Au niveau des bornes de paris sportifs, je trouve que c’est un amène misère. Des gens viennent parfois y blanchir de l’argent. J’ai une seule borne, mais ce sont surtout des habitués qui jouent dessus. Tenez l’agence Ladbrokes juste à côté, ils se sont fait braquer plusieurs fois et il y a déjà eu des bagarres. Je ne veux pas de ça chez moi. On m’a proposé d’ouvrir une salle de jeux dans ma librairie/presse, mais je ne pense pas que cela soit une bonne idée.

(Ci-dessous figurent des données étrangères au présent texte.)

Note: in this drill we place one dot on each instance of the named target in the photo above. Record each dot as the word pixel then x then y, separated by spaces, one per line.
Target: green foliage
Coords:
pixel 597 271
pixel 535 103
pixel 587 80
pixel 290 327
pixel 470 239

Enfin, je propose aussi un service de photocopies. J’ai l’avantage qu’il n’y en a plus dans le quartier, mais c’est plus du dépannage qu’autre chose. Je ne gagne pas beaucoup dessus.

 

Revenons un instant sur les clients, on sent qu’ils sont très importants pour vous !

Marc BAREK : Je connais peu de libraires/presse qui vous diront le contraire. Ma philosophie c’est d’être positif au maximum. Les clients me boostent véritablement. D’ailleurs, je dis souvent que je ne travaille pas, mais que je suis chez moi. La preuve, c’est que derrière mon comptoir, j’ai une salle avec ma table, ma cuisine, ma télé, etc. !

Et puis il y a tout un jeu avec le client. Déjà, ma porte est toujours ouverte. Cela aide les gens à entrer et je peux aussi les apostropher si j’en vois que je connais qui passent devant ma librairie/presse. Une fois que le client est à l’intérieur, c’est à toi de jouer ! Il vient pour jouer au Lotto ? Vends-lui autre chose en même temps.

J’estime avoir un très bon contact avec les clients. Je m’amuse même avec eux ! Le plus important, même si tu as des soucis, c’est de ne pas les faire rejaillir sur les clients. Ils ne sont pas là pour entendre tes problèmes et mon but c’est qu’ils ressortent toujours de ma librairie/presse avec le sourire.

 

Est-ce qu’être libraire/presse à Bruxelles c’est différent d’ailleurs ?

Marc BAREK : C’est difficile à dire. J’imagine qu’il doit y avoir quelques différences, notamment de clientèles selon la ville et la province dans laquelle vous vous trouvez. Personnellement, je trouve qu’il y a surtout une différence entre les librairies/presse de centre-ville et celles de quartier. Comme je l’ai dit au début, ici c’est une librairie/presse de quartier. Il y a un véritable effet de petit village et une ambiance de quartier. Tout le monde se connaît, tout se sait très vite. Et puis j’ai aussi la chance d’avoir mon chien qui aide à se sentir en sécurité quand on en a vraiment besoin.

 

Quels sont vos projets pour le futur de votre librairie/presse ?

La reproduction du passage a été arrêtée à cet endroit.